I'm working on a question and I've come up with this:
$\displaystyle a^2 = 400+c^2-40c*\cos A $
$\displaystyle 400=a^2+c^2 - 2ac * \cos 120$
$\displaystyle c^2=a^2+400-40a*\cos C $
Is this possible to do?
I'll take a swing!
For starters, cos120 = -0.5
Assuming that a and A are the same value, we get the following:
a^2 = 400 + c^2 - 40c * cos(a)
400 = a^2 + c^2 + ac
c^2 = a^2 + 400 - 40a * cos(c)
a^2 = 400 + a^2 + 400 - 40a * cos(c)
<=>
0 = 800 - 40a * cos(c)
<=>
0 = 800 - 40c * cos(a)
<=>
800 - 40a * cos(c) = 800 - 40c * cos(a)
<=>
40a * cos(c) = 40c * cos(a)
<=>
a * cos(c) = c * cos(a)
<=>
a = c * cos(a) / cos(c)
<=>
c = a * cos(c) / cos(a)
And that's as far as I got I'm probably forgetting some trig rules. Do you know anything else about these values?
All you have done is applied the cosine rule to a triangle with a side of 20 units and opposite angle 20 degrees, phrasing it three different ways. There is nowhere near enough information in what you have posted.
Post the whole question that you're working on please.

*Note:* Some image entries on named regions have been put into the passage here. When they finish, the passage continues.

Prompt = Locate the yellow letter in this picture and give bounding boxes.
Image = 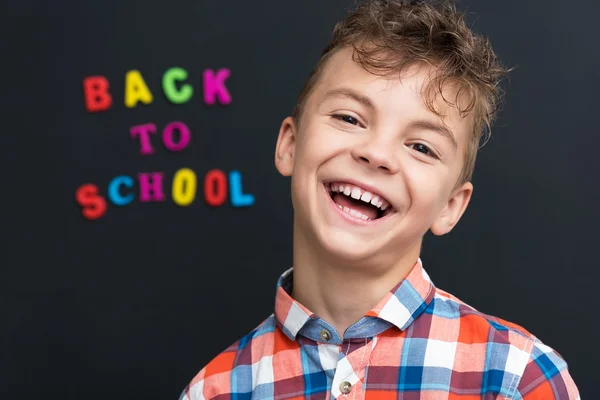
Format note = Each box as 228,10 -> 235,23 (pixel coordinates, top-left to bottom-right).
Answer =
173,168 -> 196,207
125,70 -> 152,108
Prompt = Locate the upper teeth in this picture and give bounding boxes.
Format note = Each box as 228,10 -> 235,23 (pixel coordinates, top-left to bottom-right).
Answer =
331,183 -> 390,211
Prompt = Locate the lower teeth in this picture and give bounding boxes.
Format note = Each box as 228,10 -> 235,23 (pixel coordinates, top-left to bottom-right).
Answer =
337,204 -> 372,221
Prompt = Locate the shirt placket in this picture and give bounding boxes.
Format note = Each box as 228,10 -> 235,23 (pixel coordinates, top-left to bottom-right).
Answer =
331,338 -> 375,400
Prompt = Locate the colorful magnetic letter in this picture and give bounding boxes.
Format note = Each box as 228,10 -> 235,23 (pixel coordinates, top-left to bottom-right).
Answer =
108,175 -> 135,206
138,172 -> 165,203
75,183 -> 106,220
204,169 -> 227,207
83,75 -> 112,112
129,123 -> 156,156
203,68 -> 231,104
125,70 -> 152,108
172,168 -> 197,207
163,67 -> 194,104
229,171 -> 254,207
163,121 -> 192,151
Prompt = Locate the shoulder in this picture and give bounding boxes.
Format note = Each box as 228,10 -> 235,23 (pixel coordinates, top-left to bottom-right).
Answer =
180,315 -> 277,400
427,288 -> 579,400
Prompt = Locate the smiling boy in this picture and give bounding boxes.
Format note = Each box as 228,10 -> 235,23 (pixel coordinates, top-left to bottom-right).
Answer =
181,0 -> 579,399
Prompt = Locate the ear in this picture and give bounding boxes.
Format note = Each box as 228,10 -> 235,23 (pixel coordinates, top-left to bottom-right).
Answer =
430,182 -> 473,236
275,117 -> 296,176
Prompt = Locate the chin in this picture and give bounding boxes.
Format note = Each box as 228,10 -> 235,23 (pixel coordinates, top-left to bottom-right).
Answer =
317,227 -> 378,263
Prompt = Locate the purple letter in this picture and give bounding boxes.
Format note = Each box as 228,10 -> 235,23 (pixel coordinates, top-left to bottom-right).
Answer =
163,121 -> 191,151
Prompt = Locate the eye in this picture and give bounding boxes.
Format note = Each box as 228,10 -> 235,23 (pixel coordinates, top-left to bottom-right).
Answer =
409,143 -> 438,159
333,114 -> 360,126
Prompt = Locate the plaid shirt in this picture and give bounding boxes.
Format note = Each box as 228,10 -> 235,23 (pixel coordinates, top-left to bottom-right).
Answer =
180,260 -> 579,400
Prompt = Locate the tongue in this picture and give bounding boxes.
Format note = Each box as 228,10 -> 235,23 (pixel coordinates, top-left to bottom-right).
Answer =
331,193 -> 379,219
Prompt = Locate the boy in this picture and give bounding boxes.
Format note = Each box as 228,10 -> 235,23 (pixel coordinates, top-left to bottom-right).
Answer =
181,0 -> 579,400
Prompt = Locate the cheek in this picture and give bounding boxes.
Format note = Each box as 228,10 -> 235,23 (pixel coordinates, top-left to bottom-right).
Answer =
406,165 -> 447,212
296,123 -> 349,167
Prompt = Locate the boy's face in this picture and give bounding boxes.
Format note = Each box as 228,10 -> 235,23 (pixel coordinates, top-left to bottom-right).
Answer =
275,49 -> 472,262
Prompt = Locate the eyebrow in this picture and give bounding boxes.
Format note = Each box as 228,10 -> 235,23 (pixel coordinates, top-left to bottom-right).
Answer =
323,88 -> 458,149
323,88 -> 375,110
410,120 -> 458,149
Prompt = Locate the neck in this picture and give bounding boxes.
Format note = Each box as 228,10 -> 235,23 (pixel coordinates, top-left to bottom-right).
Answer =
292,223 -> 421,337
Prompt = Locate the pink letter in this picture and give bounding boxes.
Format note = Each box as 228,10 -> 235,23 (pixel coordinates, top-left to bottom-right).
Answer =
129,123 -> 156,156
204,68 -> 231,104
163,121 -> 191,151
138,172 -> 165,203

Include ALL known information.
Hello, jgv115!
I'm working on a question and I've come up with this:
. . $\displaystyle \begin{array}{ccc} a^2 &=& 400+c^2-40c\cos A \\
400 &=& a^2+c^2 - 2ac\cos 120 \\
c^2&=&a^2+400-40a\cos C\end{array} $
Is this possible to do? . . . . no
We have a triangle with: .$\displaystyle B = 120^o,\;b = 20$
And (it seems) we are expected to determine the other sides and angles.
But there are brizillions of such triangles.
As mr. fantastic requested, please give us the original problem.